Paolo di Tebe
San Paolo di Tebe nacque in Egitto intorno al 227, nella Tebaide d’Egitto. Rimasto orfano, soffrì molto a causa di un parente avido, riguardo all’eredità. Durante la persecuzione contro i cristiani sotto l’imperatore Decio (249-251), San Paolo venne a sapere del subdolo piano di suo cognato di consegnarlo nelle mani dei persecutori, e così fuggì dalla città e si rifugiò nel deserto.
Stabilitosi in una grotta di montagna, San Paolo vi abitò per novantuno anni, pregando incessantemente Dio giorno e notte. Si sostentava con datteri e pane, che un corvo gli portava, e si vestiva con foglie di palma.
Sant’Antonio il Grande (17 gennaio), che viveva anch’egli come asceta nel deserto della Tebaide, ebbe da Dio una rivelazione riguardo a San Paolo. Sant’Antonio pensava che non vi fosse un altro abitante del deserto come lui. Allora Dio gli disse: «Antonio, c’è un servo di Dio più eccellente di te, e tu devi andare a vederlo».
Sant’Antonio si addentrò nel deserto e giunse alla grotta di San Paolo. Gettatosi a terra davanti all’entrata della grotta, chiese di essere ammesso. I due Anziani si presentarono l’un l’altro, e poi si abbracciarono. Conversarono per tutta la notte, e Sant’Antonio rivelò come era stato condotto lì da Dio. San Paolo rivelò a Sant’Antonio che per sessant’anni un uccello gli aveva portato ogni giorno mezza pagnotta di pane. Ora il Signore aveva mandato una porzione doppia in onore della visita di Sant’Antonio. La mattina seguente, San Paolo parlò ad Antonio della sua morte imminente e lo incaricò di seppellirlo. Chiese anche a Sant’Antonio di tornare al suo monastero e di riportare il mantello che aveva ricevuto da Sant’Atanasio. In realtà non aveva bisogno di un indumento, ma desiderava lasciare il suo corpo mentre Sant’Antonio era assente.

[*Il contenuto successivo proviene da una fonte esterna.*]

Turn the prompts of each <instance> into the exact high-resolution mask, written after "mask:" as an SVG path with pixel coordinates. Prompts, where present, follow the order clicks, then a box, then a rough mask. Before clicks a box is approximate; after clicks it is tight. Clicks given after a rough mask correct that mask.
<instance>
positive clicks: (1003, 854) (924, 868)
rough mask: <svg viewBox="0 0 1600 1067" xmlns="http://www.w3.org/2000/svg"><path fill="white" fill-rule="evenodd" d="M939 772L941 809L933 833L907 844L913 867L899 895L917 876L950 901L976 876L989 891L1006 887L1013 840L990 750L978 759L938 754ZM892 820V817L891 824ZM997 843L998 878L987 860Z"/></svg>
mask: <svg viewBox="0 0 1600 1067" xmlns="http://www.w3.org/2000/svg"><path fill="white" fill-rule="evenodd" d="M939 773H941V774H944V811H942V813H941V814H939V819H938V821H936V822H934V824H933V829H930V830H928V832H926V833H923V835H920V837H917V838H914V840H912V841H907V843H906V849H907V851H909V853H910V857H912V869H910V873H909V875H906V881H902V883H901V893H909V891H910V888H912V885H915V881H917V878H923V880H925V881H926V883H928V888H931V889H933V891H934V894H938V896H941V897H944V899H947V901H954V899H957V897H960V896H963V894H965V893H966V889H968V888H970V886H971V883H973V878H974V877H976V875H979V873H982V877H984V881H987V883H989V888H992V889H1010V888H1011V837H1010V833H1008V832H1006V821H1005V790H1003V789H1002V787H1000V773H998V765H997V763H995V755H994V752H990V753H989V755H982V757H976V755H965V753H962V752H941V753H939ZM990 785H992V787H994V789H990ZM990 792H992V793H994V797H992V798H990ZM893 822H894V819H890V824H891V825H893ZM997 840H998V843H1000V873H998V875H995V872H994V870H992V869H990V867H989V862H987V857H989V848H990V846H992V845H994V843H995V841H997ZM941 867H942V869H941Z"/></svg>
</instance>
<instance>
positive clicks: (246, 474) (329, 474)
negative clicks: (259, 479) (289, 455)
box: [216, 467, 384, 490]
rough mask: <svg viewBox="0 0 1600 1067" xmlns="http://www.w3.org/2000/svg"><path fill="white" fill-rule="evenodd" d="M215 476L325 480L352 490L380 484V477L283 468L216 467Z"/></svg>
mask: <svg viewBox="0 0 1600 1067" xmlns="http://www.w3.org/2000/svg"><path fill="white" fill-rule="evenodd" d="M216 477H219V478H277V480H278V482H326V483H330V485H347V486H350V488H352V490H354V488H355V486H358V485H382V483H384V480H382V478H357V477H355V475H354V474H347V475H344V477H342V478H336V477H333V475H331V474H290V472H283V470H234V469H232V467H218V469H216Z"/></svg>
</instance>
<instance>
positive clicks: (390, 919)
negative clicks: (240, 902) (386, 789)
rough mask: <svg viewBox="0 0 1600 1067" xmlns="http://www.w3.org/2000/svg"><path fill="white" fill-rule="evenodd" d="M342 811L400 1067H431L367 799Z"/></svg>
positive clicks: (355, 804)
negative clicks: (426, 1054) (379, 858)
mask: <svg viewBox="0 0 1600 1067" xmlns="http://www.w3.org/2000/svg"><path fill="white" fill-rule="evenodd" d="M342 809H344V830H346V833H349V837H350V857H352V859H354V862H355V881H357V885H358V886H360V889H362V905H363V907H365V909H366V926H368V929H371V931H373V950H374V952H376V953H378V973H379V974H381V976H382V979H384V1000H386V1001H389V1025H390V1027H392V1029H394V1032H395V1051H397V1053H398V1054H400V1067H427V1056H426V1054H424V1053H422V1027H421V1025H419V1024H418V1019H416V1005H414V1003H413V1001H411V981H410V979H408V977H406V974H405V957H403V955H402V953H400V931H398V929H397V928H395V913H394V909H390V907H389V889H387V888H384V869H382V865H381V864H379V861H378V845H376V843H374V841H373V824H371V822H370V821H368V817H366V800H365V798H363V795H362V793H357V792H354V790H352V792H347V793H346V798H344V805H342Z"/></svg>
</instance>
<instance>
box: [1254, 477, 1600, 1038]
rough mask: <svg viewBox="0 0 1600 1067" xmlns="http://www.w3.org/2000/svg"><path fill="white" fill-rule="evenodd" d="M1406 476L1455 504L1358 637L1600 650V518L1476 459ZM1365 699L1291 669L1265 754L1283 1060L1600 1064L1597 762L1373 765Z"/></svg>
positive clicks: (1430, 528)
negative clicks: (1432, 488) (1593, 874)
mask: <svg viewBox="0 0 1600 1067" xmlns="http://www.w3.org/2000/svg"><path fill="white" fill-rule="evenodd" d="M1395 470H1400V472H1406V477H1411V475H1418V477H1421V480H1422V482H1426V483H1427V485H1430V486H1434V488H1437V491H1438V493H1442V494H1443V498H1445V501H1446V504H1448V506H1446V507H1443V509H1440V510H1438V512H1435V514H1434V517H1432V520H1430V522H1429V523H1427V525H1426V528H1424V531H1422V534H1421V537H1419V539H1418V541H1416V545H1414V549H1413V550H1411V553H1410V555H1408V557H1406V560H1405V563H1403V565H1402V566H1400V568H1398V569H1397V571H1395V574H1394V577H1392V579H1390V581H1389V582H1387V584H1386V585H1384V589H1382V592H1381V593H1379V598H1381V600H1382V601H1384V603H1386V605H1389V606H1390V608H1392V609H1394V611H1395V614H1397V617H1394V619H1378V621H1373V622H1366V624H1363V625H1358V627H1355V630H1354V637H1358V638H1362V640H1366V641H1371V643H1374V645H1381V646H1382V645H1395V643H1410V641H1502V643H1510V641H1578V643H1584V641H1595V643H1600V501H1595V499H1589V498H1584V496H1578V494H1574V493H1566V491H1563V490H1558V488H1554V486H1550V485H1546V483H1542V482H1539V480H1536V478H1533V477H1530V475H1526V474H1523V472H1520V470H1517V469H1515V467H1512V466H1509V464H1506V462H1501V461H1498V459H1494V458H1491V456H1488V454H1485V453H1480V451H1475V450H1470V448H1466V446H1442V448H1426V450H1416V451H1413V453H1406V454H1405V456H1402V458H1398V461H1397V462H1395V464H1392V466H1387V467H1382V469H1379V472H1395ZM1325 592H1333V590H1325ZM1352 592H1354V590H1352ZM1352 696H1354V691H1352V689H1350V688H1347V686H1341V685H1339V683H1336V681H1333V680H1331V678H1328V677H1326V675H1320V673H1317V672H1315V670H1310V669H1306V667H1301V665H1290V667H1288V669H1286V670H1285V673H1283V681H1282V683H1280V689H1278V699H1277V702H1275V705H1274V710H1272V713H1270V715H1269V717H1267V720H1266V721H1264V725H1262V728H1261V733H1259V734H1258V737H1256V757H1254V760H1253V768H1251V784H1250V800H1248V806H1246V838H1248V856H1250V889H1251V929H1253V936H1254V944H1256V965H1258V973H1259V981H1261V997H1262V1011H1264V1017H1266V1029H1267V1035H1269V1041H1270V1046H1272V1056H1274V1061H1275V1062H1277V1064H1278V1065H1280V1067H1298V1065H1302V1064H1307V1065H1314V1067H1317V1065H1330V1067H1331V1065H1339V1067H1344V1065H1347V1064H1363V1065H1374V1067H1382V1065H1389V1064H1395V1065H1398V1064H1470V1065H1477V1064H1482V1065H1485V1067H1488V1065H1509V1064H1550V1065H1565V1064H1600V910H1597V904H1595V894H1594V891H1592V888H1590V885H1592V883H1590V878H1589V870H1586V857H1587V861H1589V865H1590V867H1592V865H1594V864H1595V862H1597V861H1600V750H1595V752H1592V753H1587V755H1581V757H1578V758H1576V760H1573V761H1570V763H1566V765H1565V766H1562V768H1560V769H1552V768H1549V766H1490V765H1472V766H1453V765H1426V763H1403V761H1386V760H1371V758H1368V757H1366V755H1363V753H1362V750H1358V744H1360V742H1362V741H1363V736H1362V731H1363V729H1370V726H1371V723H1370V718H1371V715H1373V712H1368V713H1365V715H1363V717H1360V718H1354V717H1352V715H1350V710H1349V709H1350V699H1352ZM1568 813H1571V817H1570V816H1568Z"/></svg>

Durante il ritorno con il mantello, Sant’Antonio vide l’anima di San Paolo circondata da angeli, profeti e apostoli, splendente come il sole e che saliva verso Dio. Entrò nella grotta e trovò Abba Paolo in ginocchio, con le braccia tese. Sant’Antonio pianse per lui e lo avvolse nel mantello. Si domandava come avrebbe potuto seppellirne il corpo, poiché non aveva pensato di portare con sé una vanga. Due leoni accorsero dal deserto e scavarono una tomba con i loro artigli.
Sant’Antonio seppellì il santo Anziano e prese il suo indumento di foglie di palma, poi tornò al proprio monastero. Sant’Antonio conservò questa veste come una preziosa eredità, e la indossava soltanto due volte all’anno, a Pascha e a Pentecoste.
San Paolo di Tebe morì nell’anno 341, quando aveva 113 anni. Non fondò nemmeno un monastero, ma poco dopo la sua morte vi furono molti imitatori della sua vita, e riempirono il deserto di monasteri. San Paolo è onorato come il primo abitante del deserto e primo eremita.
Nel XII secolo le reliquie di San Paolo furono traslate a Costantinopoli e collocate nel monastero Peribleptos della Madre di Dio, per ordine dell’imperatore Manuele (1143-1180). In seguito furono portate a Venezia, e infine in Ungheria, a Ofa. Una parte della sua testa si trova a Roma.
San Paolo di Tebe, la cui Vita fu scritta da San Girolamo, non va confuso con San Paolo il Semplice (4 ottobre).